Ее имя было привычной темой для разговоров. Одни убеждали, что нашу лошадь назвали в честь батьки Махно. Другие говорили, что до такого неуважения к коню никто бы не додумался. Просто человек дал будущим владельцам лошади мудрый совет. По еврейски: Мах но! Что значит: сделай, скажи: “Но!” Сейчас уже немногие знают, что именно так погоняют лошадей.
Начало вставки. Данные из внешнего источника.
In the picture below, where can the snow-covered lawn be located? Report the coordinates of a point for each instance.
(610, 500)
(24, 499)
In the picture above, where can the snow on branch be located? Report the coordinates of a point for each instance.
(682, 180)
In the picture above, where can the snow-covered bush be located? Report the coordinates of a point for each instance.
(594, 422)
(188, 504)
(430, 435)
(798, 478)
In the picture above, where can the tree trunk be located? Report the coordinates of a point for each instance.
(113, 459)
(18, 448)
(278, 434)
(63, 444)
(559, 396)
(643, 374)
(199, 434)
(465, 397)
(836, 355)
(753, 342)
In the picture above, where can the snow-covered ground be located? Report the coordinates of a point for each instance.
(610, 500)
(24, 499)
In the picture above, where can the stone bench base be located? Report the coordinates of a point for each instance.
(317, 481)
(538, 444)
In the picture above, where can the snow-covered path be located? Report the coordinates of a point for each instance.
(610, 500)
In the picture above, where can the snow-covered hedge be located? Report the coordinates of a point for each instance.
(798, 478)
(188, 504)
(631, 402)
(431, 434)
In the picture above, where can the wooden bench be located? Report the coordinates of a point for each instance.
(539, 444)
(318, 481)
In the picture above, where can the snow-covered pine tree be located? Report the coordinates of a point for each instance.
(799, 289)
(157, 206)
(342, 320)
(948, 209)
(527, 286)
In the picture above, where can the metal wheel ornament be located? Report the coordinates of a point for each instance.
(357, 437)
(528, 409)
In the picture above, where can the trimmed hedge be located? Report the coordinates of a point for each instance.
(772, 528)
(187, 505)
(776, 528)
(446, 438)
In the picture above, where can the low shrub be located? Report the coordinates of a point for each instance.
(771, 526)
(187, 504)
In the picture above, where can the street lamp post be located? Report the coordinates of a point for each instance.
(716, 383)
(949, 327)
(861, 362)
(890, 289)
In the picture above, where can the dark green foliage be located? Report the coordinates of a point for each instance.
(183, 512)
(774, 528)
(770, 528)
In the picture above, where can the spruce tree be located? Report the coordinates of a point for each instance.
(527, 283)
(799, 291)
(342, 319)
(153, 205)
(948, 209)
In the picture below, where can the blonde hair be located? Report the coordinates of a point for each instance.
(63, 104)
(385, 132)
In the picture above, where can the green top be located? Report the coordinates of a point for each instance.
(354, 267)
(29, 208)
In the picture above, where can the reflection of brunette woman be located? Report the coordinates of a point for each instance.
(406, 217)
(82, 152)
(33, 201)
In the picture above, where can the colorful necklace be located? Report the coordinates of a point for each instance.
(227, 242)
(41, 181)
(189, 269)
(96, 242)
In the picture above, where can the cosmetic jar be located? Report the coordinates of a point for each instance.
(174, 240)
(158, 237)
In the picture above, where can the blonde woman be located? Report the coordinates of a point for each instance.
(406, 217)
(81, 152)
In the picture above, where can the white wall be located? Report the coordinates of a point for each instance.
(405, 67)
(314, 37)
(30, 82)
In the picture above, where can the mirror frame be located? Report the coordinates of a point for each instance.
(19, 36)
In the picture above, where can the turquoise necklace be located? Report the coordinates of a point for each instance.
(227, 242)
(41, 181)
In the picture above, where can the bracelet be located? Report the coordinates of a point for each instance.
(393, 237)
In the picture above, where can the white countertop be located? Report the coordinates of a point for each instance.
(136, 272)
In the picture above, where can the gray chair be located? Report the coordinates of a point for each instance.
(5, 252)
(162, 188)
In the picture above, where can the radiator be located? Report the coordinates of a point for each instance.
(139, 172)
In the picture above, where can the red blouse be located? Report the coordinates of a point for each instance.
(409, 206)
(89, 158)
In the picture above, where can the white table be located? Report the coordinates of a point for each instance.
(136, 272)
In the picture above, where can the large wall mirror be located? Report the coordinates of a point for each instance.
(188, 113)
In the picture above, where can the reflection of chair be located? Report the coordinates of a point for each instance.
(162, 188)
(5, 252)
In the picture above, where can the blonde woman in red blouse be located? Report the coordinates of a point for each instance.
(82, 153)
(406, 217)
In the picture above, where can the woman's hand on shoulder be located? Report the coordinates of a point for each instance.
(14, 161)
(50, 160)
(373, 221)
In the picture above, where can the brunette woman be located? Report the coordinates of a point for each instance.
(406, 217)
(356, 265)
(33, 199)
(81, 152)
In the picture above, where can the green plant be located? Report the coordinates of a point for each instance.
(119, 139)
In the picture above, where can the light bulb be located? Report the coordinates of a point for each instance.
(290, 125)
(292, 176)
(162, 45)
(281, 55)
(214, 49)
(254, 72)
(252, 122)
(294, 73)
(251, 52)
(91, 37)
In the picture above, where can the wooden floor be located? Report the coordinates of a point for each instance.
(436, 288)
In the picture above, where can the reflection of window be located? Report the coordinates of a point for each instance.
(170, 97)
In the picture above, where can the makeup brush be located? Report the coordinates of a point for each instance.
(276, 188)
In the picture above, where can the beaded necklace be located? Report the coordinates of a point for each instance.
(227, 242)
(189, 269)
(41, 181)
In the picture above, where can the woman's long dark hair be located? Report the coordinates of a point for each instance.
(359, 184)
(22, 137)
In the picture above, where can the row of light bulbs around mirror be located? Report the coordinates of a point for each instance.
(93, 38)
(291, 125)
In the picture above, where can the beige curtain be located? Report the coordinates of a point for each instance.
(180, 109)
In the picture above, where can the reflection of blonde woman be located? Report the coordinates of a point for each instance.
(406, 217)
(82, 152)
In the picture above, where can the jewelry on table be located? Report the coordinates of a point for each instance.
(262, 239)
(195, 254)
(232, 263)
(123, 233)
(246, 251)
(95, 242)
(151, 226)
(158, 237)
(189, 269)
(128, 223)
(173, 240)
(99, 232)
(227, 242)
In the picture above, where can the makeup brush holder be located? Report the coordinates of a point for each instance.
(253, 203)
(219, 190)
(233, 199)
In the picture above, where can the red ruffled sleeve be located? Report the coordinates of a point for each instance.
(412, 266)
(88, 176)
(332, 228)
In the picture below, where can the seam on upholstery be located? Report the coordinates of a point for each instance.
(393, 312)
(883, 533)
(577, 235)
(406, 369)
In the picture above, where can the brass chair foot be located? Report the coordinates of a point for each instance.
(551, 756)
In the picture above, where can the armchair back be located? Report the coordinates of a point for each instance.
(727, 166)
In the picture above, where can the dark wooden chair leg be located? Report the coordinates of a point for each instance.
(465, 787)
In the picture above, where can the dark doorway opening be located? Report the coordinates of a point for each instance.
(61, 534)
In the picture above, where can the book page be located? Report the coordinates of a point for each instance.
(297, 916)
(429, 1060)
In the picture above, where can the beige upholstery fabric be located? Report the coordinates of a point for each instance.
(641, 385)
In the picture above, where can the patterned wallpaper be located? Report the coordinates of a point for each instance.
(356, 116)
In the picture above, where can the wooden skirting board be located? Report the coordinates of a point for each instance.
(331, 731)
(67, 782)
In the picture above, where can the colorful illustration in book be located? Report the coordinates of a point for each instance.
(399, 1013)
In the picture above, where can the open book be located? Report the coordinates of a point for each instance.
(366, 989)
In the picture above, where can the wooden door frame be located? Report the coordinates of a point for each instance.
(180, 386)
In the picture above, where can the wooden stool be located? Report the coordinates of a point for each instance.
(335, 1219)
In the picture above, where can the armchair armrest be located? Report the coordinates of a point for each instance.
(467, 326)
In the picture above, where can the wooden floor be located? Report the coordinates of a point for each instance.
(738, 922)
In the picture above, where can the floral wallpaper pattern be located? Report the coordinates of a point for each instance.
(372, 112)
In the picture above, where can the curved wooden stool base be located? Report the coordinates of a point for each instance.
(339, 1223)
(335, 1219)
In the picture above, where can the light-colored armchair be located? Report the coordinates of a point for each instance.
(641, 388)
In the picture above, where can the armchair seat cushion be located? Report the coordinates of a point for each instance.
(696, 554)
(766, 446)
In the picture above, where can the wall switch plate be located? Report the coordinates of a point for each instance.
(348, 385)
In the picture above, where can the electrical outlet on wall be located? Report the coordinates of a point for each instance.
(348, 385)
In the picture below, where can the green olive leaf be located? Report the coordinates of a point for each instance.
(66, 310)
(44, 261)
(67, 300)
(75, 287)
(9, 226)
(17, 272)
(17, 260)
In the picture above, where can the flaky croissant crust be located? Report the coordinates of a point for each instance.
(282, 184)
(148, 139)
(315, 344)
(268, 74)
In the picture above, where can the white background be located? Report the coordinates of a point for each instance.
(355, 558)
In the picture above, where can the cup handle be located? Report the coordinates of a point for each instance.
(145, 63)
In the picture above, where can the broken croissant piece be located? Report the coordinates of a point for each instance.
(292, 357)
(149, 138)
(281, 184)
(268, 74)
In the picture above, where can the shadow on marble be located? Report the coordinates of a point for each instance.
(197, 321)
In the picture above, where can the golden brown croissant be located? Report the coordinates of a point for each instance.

Наши рабочие любили ее. Проходя мимо по двору, гладили, угощали пучком соломы. Но однажды случилась беда. По цехам разнеслась весть:

– Махно умирает!

Люди бросились во двор. Лошадь лежала на боку и шаркала ногами. Позже мы дружно решили, что кто-то сознательно замотал уздечку вокруг шеи, Махно натянул ее и задохнулся. С какой целью? Оставить типографию без транспорта?

Пока суд да дело, директор распорядился:

– Лошадь прирежьте, пока жива. Потом разделите на столько ровных частей, сколько людей у нас работает. Пусть каждый поест мяса. Это будет достойная память нашему Махно.

И тут же пришло связанное с этим воспоминание.

Четверть века спустя после трагедии с Махно – я тогда работал в газете моряков торгового флота, – наше судно входило в огромный европейский порт Роттердам. Я зашел в ходовую рубку. Капитан увидел меня, сказал:

– В этом городе живет интересный старик. Не хочешь ли познакомиться?

– Кто он? – я привычно сделал стойку, почуяв хорошую журналистскую добычу.

Тут же, на мостике, капитан рассказал мне об удивительном по тем временам человеке.

Когда в Роттердам приходил какой-нибудь грузовой корабль из Советского Союза, на его борт поднимался один господин. Его знали многие. Он ходил по пароходу, заинтересованно читал стенгазету, разговаривал с командой по-русски. С видимой радостью принимал угощение. С аппетитом ел корабельные харчи. А ведь не был он ни бездомным, ни обнищавшим человеком. И поди ж ты, из-за тарелки борща готов был тащиться через весь город в порт.

Не буду интриговать. Этого вечного гостя советских моряков звали Александр Сергеевич Курнатовский. Происходил он из сливок российского общества начала двадцатого века. В молодости сделал блестящую военную карьеру в царской России, дослужился до чина полковника генерального штаба. Был выпускником академии генерального штаба и пажеского его императорского величества корпуса. Там он получил первоклассное военное образование, достойное придворной и гвардейской службы.

Когда победили большевики, откатывался на юг, пока не примкнул к движению батьки Махно. Был у него начальником штаба. Ну, а затем пошли эмигрантские годы в среде бывших офицеров белой армии – в Болгарии, Южной Америке, в Париже. Голландия стала его последним привалом. Тут он женился на голландской женщине. Тут родились и выросли два его сына. Не знающие русского языка.